Words cannot describe how awful the Navy Seals team is that showed up halfway through this stinker. The whole movie was pretty cheesy, but these guys elevated every scene they were in to new levels of crap.
I loved how they pulled up in their fishing boat and walked around for 10 minutes without taking off their helmets. It reminded me of one of the retarded kids in my school who had to wear a helmet because of seizures.
Actually as far as the helmets go, that's surprisingly one tiny detail they got semi correct. Most special forces operators typically wear lightweight plastic ProTec hockey style helmets in combat rather than the far heavier kevlar helmets. This is done mainly for maneuverability's sake and to offer protection from bumping their heads on obstacles during close quarters battles rather than for any kind of protection from shrapnel or bullets. However the helmets they used in the movie weren't anywhere near authentic, at least they weren't wearing standard issue kevlar helmets or worse, old style steel pot helmets. Other than that, I agree, worst Navy SEAL team ever.
Hay at least they were smart enough to go to armer piercing bullets when they saw that there regular rounds werent doing any good.

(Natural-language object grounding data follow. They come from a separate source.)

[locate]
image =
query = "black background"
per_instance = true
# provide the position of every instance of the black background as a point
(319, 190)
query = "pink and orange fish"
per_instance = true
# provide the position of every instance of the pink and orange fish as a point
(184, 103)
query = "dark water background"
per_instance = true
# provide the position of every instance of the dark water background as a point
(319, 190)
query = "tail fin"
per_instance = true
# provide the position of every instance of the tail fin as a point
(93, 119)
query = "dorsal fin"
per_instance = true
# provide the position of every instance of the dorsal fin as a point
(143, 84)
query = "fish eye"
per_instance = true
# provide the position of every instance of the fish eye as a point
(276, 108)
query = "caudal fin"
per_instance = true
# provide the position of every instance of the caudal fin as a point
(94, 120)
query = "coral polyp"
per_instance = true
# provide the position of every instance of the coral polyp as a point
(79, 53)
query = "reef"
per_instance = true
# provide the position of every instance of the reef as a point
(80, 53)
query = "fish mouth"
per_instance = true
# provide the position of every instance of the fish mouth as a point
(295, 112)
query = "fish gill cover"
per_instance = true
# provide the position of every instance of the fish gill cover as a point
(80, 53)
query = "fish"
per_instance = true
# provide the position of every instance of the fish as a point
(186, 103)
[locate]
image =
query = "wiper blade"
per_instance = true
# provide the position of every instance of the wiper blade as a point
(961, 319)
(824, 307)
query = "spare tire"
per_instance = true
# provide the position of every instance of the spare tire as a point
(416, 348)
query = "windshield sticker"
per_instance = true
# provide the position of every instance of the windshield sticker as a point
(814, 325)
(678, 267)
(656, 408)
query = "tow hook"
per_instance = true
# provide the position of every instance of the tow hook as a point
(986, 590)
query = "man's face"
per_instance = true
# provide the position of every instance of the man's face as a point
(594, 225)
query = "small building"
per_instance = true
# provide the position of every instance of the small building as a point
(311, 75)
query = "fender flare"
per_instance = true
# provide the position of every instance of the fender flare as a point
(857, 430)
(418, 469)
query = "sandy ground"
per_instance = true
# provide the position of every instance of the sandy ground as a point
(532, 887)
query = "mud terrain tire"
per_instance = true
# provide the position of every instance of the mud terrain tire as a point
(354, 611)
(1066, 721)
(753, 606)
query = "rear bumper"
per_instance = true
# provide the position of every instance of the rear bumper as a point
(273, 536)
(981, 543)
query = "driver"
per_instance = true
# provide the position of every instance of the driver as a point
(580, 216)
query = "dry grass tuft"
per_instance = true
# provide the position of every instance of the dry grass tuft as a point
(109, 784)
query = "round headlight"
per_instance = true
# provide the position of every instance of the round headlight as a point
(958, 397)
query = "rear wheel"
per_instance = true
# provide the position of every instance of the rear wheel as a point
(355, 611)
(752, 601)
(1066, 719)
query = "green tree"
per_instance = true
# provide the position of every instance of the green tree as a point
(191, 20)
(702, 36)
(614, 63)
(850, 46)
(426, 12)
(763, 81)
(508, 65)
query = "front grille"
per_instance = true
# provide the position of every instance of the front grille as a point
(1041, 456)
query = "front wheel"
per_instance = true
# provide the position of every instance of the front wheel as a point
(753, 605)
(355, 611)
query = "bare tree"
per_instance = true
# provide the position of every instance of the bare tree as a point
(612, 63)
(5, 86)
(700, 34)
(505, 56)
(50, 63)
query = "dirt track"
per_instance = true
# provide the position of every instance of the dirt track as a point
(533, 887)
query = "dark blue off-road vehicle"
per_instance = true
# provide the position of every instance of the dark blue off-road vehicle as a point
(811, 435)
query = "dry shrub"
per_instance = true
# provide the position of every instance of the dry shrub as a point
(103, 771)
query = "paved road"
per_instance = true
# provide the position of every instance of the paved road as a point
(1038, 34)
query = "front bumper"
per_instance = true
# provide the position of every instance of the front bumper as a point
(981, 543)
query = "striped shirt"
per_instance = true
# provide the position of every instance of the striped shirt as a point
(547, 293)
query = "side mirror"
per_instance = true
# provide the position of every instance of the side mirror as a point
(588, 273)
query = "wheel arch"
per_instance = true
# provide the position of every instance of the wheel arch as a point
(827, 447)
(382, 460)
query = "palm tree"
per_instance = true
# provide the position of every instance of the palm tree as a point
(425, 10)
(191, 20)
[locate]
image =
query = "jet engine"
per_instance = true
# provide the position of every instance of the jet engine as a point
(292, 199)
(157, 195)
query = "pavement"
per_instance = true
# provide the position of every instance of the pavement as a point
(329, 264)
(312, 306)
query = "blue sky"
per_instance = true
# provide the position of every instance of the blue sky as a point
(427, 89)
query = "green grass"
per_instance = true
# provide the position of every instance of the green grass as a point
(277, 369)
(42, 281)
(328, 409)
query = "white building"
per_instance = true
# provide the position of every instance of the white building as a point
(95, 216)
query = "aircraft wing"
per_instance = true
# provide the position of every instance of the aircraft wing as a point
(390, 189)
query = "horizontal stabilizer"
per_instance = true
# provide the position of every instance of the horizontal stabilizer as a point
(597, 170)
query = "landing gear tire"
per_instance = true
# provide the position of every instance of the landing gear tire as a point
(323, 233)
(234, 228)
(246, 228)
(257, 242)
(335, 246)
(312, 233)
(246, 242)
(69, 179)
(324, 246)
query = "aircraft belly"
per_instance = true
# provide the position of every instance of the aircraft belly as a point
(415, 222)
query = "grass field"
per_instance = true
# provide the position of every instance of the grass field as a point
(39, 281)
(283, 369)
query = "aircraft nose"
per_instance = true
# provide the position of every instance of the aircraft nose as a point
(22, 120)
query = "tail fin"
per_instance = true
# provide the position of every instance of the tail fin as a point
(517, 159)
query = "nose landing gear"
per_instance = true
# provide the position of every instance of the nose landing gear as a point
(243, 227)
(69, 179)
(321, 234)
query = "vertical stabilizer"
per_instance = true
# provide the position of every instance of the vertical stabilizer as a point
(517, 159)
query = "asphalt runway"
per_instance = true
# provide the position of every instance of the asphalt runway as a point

Unlike other movies where the guys with guns just keep blasting away even when there guns arent doing anything.
Yes and will add that the seal team's leader was much too overweight to have been a member of either a seal team or any other military special forces unit such as an army ranger or marine special ops. He would not have qualified to be a seal or any other member of navy special warfare units. Plus their boots looked really cheap like some $35.00 made in china footwear bought from Walmart! Which of course real navy seals would never wear period! Just needed to post my observations.